In Hear This, A.V. Club writers sing the praises of songs they know well—some inspired by a weekly theme and some not, but always songs worth hearing.
It’s always been like this. Entropy is the natural order of things, and the moments of relief between the chaos are what we refer to as “peace” and “happiness.” We find some security, we grow accustomed to it, then chaos comes back along and jars us out of that rapture—and all of a sudden it’s doom and gloom and falling skies. And in those moments it’s difficult to separate the self from the whole because there are other selves out there suffering, and there’s nothing we can do about it—but we have to carry on. The individual will carry on, and it’ll be difficult, but the sheer number of other individuals doing the same will make it easier. And when, in that carrying on, two individuals are connected by a shared emotion, it can seem like one of those reprieves, though it’s just as likely that more chaos is on the horizon.

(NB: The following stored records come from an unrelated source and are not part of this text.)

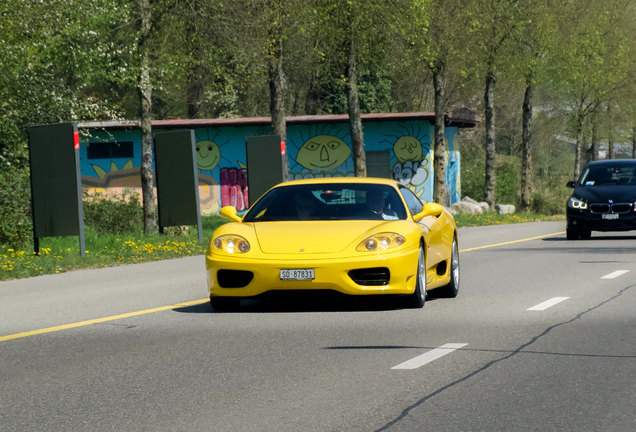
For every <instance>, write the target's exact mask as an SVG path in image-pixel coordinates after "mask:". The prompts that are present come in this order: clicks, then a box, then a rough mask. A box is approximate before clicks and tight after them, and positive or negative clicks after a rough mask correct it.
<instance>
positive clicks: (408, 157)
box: [393, 136, 422, 162]
mask: <svg viewBox="0 0 636 432" xmlns="http://www.w3.org/2000/svg"><path fill="white" fill-rule="evenodd" d="M393 153H395V157H396V158H397V160H398V161H399V162H405V161H420V160H422V144H421V143H420V141H419V140H418V139H417V138H415V137H412V136H403V137H400V138H398V140H397V141H396V142H395V144H394V145H393Z"/></svg>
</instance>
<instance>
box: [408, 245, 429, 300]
mask: <svg viewBox="0 0 636 432" xmlns="http://www.w3.org/2000/svg"><path fill="white" fill-rule="evenodd" d="M424 303H426V258H425V256H424V248H423V247H422V246H421V245H420V254H419V257H418V259H417V280H416V281H415V291H414V292H413V294H411V295H409V296H408V297H407V301H406V304H407V305H408V307H410V308H413V309H419V308H422V307H424Z"/></svg>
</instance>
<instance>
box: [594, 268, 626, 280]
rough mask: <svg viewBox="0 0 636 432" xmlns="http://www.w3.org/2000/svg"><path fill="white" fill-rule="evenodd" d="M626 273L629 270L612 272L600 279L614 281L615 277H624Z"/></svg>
mask: <svg viewBox="0 0 636 432" xmlns="http://www.w3.org/2000/svg"><path fill="white" fill-rule="evenodd" d="M628 271H629V270H616V271H615V272H612V273H610V274H608V275H605V276H603V277H602V278H601V279H614V278H616V277H619V276H620V275H624V274H625V273H627V272H628Z"/></svg>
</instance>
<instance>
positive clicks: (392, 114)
mask: <svg viewBox="0 0 636 432" xmlns="http://www.w3.org/2000/svg"><path fill="white" fill-rule="evenodd" d="M360 118H361V120H362V122H363V123H373V122H382V121H408V120H426V121H429V122H431V123H433V122H434V120H435V113H431V112H409V113H389V114H361V115H360ZM285 120H286V122H287V125H298V124H307V123H312V124H316V123H320V124H323V123H346V122H348V121H349V115H348V114H330V115H312V116H293V117H285ZM445 120H446V121H445V123H446V126H456V127H460V128H472V127H475V126H477V125H478V124H479V123H481V116H479V115H477V114H476V113H475V112H474V111H471V110H469V109H467V108H461V109H458V110H453V111H451V112H449V113H446V116H445ZM271 124H272V120H271V118H270V117H240V118H225V119H181V118H171V119H166V120H153V121H152V128H153V129H182V128H201V127H207V128H210V127H211V128H216V127H241V126H270V125H271ZM79 127H80V128H83V129H94V128H103V129H130V128H138V127H139V122H138V121H136V120H124V121H107V122H84V123H80V124H79Z"/></svg>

At least that’s the impression “The World’s A Mess; It’s In My Kiss” gives off. The final track of X’s Los Angeles speaks from a jaundiced perspective—“There are no angels / there are devils in many ways”—but surges forward to an unrelenting backbeat. “Down we go / cradle and all” John Doe and Exene Cervenka holler, their voices betraying an excitement as they slide off a chromatic cliff. And why shouldn’t they be excited? Things outside aren’t going to get any less messy, and the point when you accept this truth is when you stop being afraid of the lows—personal and societal—and look forward to the inevitable highs that follow them.